The disturbing shootings targeting Jewish schools in this country reached new depths of depravity this week, with an assault on a girls’ school in Toronto for the third time.
Jewish schools and places of worship across the country have been subjected to similar attacks. It’s time to call it what it is: Domestic terrorism.
The only reason a person singles out children of one particular faith for an attack such as this is to threaten and intimidate them into not going to school. You want them to cower in fear.
And it’s time our politicians started calling it for what it is. Children attending schools in Montreal or Toronto have nothing — absolutely nothing — to do with a Mideast war. Their faith and ethnicity may be Jewish, but their nationality is Canadian. And enshrined in Canadian law is the premise that all people, regardless of their faith, should live without fear that someone will shoot up or burn down their school or their place of worship.
We don’t know yet who shot up Bais Chaya Mushka school this week.

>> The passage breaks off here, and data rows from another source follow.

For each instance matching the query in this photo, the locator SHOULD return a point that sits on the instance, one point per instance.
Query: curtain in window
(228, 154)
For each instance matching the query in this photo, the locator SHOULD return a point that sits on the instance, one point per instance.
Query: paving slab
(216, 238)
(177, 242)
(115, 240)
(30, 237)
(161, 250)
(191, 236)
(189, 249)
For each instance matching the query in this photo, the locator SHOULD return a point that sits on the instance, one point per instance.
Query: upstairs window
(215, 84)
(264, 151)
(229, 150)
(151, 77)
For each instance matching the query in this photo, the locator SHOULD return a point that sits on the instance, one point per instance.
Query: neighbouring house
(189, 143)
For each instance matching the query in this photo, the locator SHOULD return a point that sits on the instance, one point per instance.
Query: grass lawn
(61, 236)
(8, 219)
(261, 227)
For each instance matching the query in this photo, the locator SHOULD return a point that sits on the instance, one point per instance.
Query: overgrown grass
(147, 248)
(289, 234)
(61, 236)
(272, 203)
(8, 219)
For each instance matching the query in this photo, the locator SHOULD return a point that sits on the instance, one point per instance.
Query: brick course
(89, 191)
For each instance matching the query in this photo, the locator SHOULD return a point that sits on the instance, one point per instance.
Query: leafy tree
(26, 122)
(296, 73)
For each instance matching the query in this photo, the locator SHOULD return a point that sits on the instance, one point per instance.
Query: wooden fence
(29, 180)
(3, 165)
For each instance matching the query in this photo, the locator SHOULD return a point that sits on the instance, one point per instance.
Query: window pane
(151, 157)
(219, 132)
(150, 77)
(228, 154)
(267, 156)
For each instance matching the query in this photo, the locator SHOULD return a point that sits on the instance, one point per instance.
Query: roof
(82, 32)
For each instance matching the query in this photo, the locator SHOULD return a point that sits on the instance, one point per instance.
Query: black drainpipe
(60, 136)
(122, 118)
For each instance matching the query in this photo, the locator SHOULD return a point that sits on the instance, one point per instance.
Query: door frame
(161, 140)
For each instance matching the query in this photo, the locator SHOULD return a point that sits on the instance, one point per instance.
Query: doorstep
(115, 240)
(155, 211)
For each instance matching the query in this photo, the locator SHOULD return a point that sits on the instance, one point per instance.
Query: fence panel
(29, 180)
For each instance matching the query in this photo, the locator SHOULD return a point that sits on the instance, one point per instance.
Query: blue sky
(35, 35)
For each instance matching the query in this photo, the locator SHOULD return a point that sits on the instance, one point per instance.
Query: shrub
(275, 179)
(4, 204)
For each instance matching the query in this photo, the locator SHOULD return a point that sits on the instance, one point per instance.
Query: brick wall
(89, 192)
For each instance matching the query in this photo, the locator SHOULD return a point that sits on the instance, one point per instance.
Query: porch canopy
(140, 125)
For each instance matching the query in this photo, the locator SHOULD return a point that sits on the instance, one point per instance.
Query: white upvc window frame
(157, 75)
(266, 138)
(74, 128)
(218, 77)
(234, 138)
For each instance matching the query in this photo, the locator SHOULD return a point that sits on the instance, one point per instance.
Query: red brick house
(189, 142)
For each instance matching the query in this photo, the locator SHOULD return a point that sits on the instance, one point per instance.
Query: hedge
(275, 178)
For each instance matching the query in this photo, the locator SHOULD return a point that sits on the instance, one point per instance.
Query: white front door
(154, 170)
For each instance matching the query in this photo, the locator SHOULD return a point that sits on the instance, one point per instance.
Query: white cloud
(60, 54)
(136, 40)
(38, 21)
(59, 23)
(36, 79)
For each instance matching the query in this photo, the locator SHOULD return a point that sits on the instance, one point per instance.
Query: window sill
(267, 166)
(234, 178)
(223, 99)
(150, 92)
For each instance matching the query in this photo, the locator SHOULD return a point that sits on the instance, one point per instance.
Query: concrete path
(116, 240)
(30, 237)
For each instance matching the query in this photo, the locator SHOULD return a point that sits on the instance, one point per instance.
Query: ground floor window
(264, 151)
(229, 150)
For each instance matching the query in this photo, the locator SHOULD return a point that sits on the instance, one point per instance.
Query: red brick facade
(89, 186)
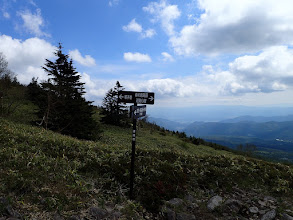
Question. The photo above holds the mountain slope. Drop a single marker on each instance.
(43, 172)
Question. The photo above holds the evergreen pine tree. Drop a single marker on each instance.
(114, 112)
(66, 110)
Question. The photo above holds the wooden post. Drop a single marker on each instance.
(132, 157)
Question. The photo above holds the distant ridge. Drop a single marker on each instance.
(258, 119)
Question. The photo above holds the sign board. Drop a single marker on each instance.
(136, 97)
(138, 111)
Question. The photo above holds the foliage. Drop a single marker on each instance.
(12, 93)
(62, 106)
(67, 174)
(115, 113)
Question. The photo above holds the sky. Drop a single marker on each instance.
(189, 53)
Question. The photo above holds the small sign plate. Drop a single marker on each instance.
(138, 111)
(136, 97)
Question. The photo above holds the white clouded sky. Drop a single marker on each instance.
(188, 52)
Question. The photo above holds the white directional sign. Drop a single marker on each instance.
(138, 111)
(136, 97)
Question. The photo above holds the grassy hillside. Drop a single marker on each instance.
(42, 172)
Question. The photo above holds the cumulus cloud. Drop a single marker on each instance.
(33, 23)
(149, 33)
(25, 58)
(133, 26)
(230, 26)
(85, 61)
(246, 78)
(137, 57)
(113, 2)
(164, 13)
(167, 57)
(6, 15)
(269, 71)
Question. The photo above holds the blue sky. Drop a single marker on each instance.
(190, 53)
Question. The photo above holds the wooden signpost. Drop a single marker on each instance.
(135, 112)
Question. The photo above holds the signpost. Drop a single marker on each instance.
(135, 112)
(136, 97)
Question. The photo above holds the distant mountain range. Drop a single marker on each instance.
(259, 119)
(267, 133)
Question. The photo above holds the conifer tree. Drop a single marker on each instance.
(66, 109)
(114, 112)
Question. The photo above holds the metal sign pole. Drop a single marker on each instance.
(132, 156)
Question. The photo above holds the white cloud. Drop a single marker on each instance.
(167, 57)
(149, 33)
(237, 27)
(26, 58)
(133, 26)
(248, 80)
(33, 23)
(6, 15)
(85, 61)
(113, 2)
(137, 57)
(270, 71)
(164, 13)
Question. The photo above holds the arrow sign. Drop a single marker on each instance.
(136, 97)
(137, 111)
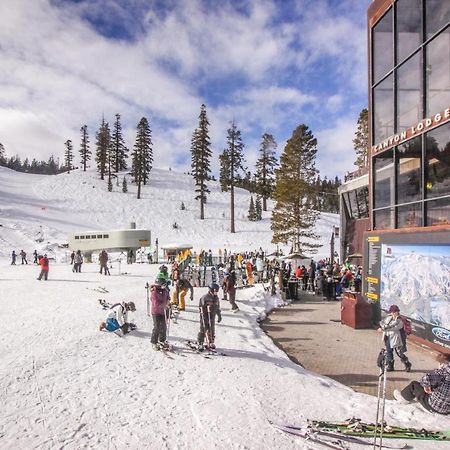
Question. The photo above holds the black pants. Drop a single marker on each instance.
(207, 327)
(159, 328)
(414, 390)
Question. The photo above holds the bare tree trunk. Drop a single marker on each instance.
(232, 210)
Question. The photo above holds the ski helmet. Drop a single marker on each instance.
(214, 287)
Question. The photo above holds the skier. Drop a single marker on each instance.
(391, 327)
(103, 260)
(182, 287)
(118, 318)
(229, 289)
(209, 307)
(433, 390)
(159, 297)
(23, 255)
(43, 262)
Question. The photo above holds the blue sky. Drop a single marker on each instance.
(269, 64)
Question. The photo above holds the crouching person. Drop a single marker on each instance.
(433, 390)
(209, 307)
(159, 298)
(118, 318)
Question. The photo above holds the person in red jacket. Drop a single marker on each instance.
(43, 262)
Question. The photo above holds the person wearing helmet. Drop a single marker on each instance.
(209, 308)
(391, 327)
(159, 298)
(118, 318)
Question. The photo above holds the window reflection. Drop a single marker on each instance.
(409, 20)
(409, 93)
(384, 179)
(409, 215)
(409, 173)
(438, 212)
(437, 162)
(383, 54)
(437, 15)
(383, 219)
(437, 73)
(383, 107)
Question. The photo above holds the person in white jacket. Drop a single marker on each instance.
(118, 317)
(392, 327)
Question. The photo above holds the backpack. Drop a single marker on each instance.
(406, 325)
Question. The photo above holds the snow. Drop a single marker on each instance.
(67, 385)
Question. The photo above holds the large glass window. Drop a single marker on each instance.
(409, 93)
(384, 219)
(409, 24)
(437, 73)
(383, 54)
(409, 215)
(384, 179)
(437, 162)
(438, 212)
(437, 16)
(409, 171)
(383, 110)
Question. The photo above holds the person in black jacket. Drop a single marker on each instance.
(209, 307)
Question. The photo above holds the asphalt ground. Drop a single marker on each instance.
(309, 330)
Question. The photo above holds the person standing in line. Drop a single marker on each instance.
(433, 390)
(45, 267)
(23, 255)
(391, 327)
(103, 261)
(209, 308)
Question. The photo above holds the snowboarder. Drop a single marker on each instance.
(159, 298)
(433, 390)
(43, 262)
(391, 327)
(103, 260)
(229, 289)
(118, 318)
(23, 255)
(182, 287)
(209, 307)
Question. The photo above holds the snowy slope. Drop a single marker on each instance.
(79, 201)
(67, 385)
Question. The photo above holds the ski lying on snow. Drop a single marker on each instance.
(312, 437)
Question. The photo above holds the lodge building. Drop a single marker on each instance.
(406, 252)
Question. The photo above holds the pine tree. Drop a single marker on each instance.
(232, 165)
(103, 146)
(68, 155)
(142, 157)
(258, 208)
(118, 148)
(361, 140)
(265, 169)
(251, 210)
(85, 152)
(293, 218)
(200, 159)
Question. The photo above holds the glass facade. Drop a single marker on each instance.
(410, 82)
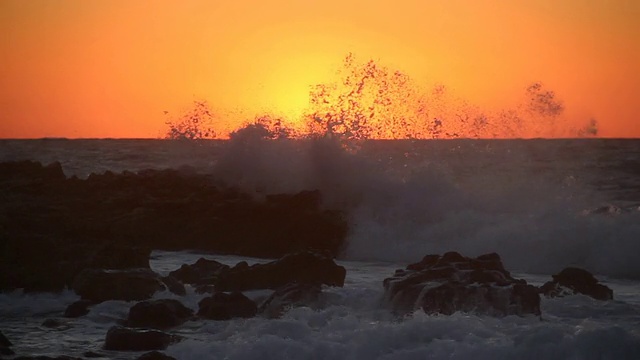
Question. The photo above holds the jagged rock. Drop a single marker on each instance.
(203, 271)
(100, 285)
(126, 339)
(223, 306)
(305, 267)
(174, 285)
(571, 281)
(78, 308)
(5, 345)
(115, 256)
(4, 341)
(451, 282)
(56, 324)
(45, 357)
(288, 296)
(155, 355)
(158, 314)
(52, 228)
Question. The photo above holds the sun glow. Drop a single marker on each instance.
(109, 68)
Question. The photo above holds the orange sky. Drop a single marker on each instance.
(109, 68)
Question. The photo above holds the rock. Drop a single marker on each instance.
(52, 227)
(5, 345)
(30, 171)
(289, 296)
(174, 285)
(4, 341)
(56, 324)
(125, 339)
(115, 256)
(45, 357)
(305, 267)
(158, 314)
(100, 285)
(223, 306)
(155, 355)
(451, 282)
(78, 309)
(571, 281)
(201, 272)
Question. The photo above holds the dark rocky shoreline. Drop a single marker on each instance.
(95, 237)
(52, 227)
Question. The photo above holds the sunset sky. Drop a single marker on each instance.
(110, 68)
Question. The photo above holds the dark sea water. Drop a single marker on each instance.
(541, 204)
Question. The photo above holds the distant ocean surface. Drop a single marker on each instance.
(541, 204)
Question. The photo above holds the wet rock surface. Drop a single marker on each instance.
(450, 283)
(307, 267)
(158, 314)
(225, 306)
(571, 281)
(125, 339)
(53, 227)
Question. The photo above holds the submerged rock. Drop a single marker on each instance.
(452, 282)
(125, 339)
(100, 285)
(571, 281)
(53, 227)
(158, 314)
(223, 306)
(5, 345)
(201, 272)
(78, 308)
(155, 355)
(289, 296)
(305, 267)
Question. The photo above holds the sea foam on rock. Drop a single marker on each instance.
(53, 227)
(158, 314)
(100, 285)
(306, 267)
(126, 339)
(571, 281)
(452, 282)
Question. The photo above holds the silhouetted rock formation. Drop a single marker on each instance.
(289, 296)
(305, 267)
(451, 282)
(126, 339)
(5, 345)
(99, 285)
(155, 355)
(53, 227)
(571, 281)
(158, 314)
(223, 306)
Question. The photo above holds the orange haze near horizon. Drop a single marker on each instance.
(110, 68)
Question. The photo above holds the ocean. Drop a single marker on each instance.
(541, 204)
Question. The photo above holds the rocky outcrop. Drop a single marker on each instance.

Whoever perpetrated this heinous act should be charged as a terrorist.
We have a vacuum of leadership in this country. Prime Minister Justin Trudeau and his sidekick, NDP Leader Jagmeet Singh, are so consumed by their own ego that they fail to see real issues plaguing this country. When an entire community lives in fear, there’s a major problem. Our politicians are so fearful of offending protesters, of potentially losing votes and political power, that they don’t have the courage to stand up and say what needs to be said. They pay lip service to minority rights, but when one particular minority is threatened, they’re silently complicit.
A few local politicians are trying to implement “bubble zones” banning protests around schools and places of worship. They shouldn’t be necessary. Until now, Canadian values upheld the rights of kids to go to school and people to worship freely. They not only had the law on their side — it was common decency.
No one has the right to threaten children at school or to bully worshippers at their synagogue. We’ve tolerated this intimidation for too long. It’s time to lay down the law and put a stop to it.